Die Zahl der Menschen, die in Forchheim händeringend nach einer Wohnung suchen, ist gleichbleibend hoch. Regelmäßige Anfragen beim Haus der Wohnungswirtschaft belegen das.
Die Zahl der Menschen, die in Forchheim händeringend nach einer Wohnung suchen, ist gleichbleibend hoch. Regelmäßige Anfragen beim Haus der Wohnungswirtschaft belegen das. // Symbolbild Dieter Assmann dpa
Forchheim – Die seit Jahren lange Warteliste im Haus für Wohnungswirtschaft schrumpft etwas. Wieso so viele Forchheimer trotzdem nicht davon profitieren können.
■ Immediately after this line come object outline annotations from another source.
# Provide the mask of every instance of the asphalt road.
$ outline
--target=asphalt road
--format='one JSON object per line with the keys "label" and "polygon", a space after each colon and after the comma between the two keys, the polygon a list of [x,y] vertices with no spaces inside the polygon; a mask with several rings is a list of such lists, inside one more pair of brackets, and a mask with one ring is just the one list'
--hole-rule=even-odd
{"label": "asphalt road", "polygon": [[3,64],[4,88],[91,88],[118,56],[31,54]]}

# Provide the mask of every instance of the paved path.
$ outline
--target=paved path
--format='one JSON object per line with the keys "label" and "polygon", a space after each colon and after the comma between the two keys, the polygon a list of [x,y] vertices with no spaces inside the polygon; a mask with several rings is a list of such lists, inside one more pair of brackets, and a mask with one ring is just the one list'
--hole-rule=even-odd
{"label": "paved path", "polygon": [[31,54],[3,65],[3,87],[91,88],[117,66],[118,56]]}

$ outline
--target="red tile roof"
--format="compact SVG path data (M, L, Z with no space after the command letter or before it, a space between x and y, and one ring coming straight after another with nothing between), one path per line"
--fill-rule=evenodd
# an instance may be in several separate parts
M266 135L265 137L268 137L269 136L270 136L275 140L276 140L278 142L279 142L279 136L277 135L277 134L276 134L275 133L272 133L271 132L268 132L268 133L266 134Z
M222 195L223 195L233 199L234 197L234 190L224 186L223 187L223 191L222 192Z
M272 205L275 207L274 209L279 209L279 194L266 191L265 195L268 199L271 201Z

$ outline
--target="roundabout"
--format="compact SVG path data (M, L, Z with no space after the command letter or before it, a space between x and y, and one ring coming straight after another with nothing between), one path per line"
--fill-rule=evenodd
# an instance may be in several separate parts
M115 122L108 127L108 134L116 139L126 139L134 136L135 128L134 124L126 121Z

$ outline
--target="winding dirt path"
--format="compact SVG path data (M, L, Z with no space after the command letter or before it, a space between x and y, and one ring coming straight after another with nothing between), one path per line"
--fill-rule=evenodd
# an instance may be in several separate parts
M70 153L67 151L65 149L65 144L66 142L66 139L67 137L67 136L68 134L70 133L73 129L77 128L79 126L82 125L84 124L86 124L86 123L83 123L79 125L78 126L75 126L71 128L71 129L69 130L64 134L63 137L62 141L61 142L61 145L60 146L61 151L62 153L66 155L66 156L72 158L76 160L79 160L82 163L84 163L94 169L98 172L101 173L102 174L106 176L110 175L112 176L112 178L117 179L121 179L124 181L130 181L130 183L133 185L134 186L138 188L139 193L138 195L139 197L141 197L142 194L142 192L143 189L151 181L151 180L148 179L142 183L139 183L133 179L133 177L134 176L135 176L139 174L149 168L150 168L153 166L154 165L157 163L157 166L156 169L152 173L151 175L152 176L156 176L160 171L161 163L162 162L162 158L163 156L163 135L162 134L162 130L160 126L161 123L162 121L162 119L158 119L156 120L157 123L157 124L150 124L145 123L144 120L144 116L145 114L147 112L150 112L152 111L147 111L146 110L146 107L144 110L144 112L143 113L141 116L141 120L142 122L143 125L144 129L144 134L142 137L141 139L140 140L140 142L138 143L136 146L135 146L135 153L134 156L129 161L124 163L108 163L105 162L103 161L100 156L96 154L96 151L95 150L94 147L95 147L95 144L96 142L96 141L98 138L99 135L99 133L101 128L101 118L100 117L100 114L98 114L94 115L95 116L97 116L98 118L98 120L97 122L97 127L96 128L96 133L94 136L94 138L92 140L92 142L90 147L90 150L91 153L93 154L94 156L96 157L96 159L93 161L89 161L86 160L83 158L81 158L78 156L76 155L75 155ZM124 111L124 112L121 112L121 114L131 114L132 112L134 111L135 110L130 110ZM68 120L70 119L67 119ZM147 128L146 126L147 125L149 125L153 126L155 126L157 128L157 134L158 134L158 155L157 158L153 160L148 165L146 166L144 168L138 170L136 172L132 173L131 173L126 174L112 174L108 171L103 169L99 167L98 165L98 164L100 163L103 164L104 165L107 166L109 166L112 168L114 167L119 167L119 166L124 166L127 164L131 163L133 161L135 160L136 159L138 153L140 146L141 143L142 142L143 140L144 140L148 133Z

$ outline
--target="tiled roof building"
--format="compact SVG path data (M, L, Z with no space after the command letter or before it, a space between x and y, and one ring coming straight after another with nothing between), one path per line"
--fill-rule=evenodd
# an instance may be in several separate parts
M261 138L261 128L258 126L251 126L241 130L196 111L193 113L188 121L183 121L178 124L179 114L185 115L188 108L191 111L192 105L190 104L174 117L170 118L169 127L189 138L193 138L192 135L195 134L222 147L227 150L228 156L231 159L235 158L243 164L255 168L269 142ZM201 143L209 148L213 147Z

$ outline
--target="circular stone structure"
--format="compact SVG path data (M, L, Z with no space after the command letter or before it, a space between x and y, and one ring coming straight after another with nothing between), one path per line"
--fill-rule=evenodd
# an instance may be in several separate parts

Diese Stimme, die in der Öffentlichkeit ohne Namen bleiben will, steht für einige hundert weitere in Forchheim: "Ich war mal vor ein paar Jahren auf der Warteliste. Es war dringend. Da hieß es, nach einem halben Jahr wird das automatisch gelöscht. Ich höre von Ihnen. Soll aber bitte einmal die Woche dort anrufen und nachfragen. Hab ich paar Mal gemacht, hat nix gebracht, ich hab von denen nie mehr was gehört. Jetzt bin ich mal wieder in einer ähnlichen Situation und werde es nächste Woche nochmal versuchen."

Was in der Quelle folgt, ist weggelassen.